I think my other point still stands, things like optional keys, or missing or required keys still must be shared throughout the app. Everything that touches that hash needs to know its structure.
Having to know the structure of a hash/map/dict is strictly superior to having to know the methods and fields of an object. For any given task the two are equivalent, except that one is easily modified/reused/passed to other callers without creating an extremely brittle class hierarchy you're only going to have to rearchitect when your requirements change. As an IBM researcher looking at Watson waaaay before Watson actually existed: "OOP requires you to treat all extrinsic information as if it were intrinsic to the object itself." This is tantamount to saying you must have a complete and consistent programme design before you write a single line. Which is crazy (and probably the reason UML exists.) But don't take my word for it, think it through, it's the only conclusion you can reach, I think.

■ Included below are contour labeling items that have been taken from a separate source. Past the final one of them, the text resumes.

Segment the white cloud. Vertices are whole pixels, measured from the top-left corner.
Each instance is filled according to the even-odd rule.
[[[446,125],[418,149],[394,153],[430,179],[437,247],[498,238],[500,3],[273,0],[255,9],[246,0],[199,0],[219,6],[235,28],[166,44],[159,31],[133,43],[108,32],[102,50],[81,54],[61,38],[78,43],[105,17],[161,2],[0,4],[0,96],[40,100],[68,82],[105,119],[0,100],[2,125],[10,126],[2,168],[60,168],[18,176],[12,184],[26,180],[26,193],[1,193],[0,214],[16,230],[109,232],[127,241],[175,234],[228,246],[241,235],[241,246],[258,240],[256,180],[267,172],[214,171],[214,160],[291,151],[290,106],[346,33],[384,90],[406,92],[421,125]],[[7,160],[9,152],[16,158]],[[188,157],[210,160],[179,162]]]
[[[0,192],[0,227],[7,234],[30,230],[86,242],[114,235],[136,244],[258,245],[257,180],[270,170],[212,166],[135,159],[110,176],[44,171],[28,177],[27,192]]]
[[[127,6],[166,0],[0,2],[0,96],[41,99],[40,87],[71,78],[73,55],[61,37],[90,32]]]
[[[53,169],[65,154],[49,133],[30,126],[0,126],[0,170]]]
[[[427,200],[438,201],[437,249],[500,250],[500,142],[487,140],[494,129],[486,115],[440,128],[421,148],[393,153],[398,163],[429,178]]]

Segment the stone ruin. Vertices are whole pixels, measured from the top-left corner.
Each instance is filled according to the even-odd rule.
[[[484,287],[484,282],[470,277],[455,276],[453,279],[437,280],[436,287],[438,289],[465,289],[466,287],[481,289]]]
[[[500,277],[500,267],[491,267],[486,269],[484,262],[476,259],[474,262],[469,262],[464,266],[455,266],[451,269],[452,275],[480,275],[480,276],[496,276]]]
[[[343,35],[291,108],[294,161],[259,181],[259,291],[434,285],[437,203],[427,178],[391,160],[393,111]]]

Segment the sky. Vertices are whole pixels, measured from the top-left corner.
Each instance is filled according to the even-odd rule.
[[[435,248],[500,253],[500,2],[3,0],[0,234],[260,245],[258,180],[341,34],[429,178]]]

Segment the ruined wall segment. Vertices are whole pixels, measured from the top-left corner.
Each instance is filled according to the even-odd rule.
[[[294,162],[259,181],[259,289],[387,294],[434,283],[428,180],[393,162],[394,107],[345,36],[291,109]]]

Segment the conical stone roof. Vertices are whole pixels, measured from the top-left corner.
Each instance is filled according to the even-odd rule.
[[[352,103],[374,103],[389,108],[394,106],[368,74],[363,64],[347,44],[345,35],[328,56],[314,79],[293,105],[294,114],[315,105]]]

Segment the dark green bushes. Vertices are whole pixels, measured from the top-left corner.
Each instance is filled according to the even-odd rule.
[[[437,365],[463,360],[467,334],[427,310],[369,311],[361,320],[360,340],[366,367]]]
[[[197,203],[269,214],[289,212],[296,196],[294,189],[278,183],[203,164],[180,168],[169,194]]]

Yeah, but that structure is also easy to explore and understand.
And in case you want some security you can use libraries like prismatic/schema, that allow you to declaratively describe your expected data-structures akin to a type system.
The web is build on json and not corba because plain maps and vectors are far easier to work with than domain specific objects.
There is a discussion of deep vs shallow hashes. Take Datomic or Datascript for instance. Very shallow datastructures, with a defined schema. Indexes to make this fast.
There’s tradeoffs. Shallow datastructures are under-used.
But OOP objects share fundamental flaws with deep hashes. (And add some more.)
Exactly; the whole idea of "deep dup" doesn't even exist in Clojure. It's a non-issue. Some languages go so far as to encourage actually serializing and then reading back in a data structure as a form of doing a deep duplication! (I've done this in Objective-C, based on advice in popular books.) This is an extreme example of the pitfalls of mutable data in many circumstances.
Not if your data structures are immutable, which is exactly what he is advocating.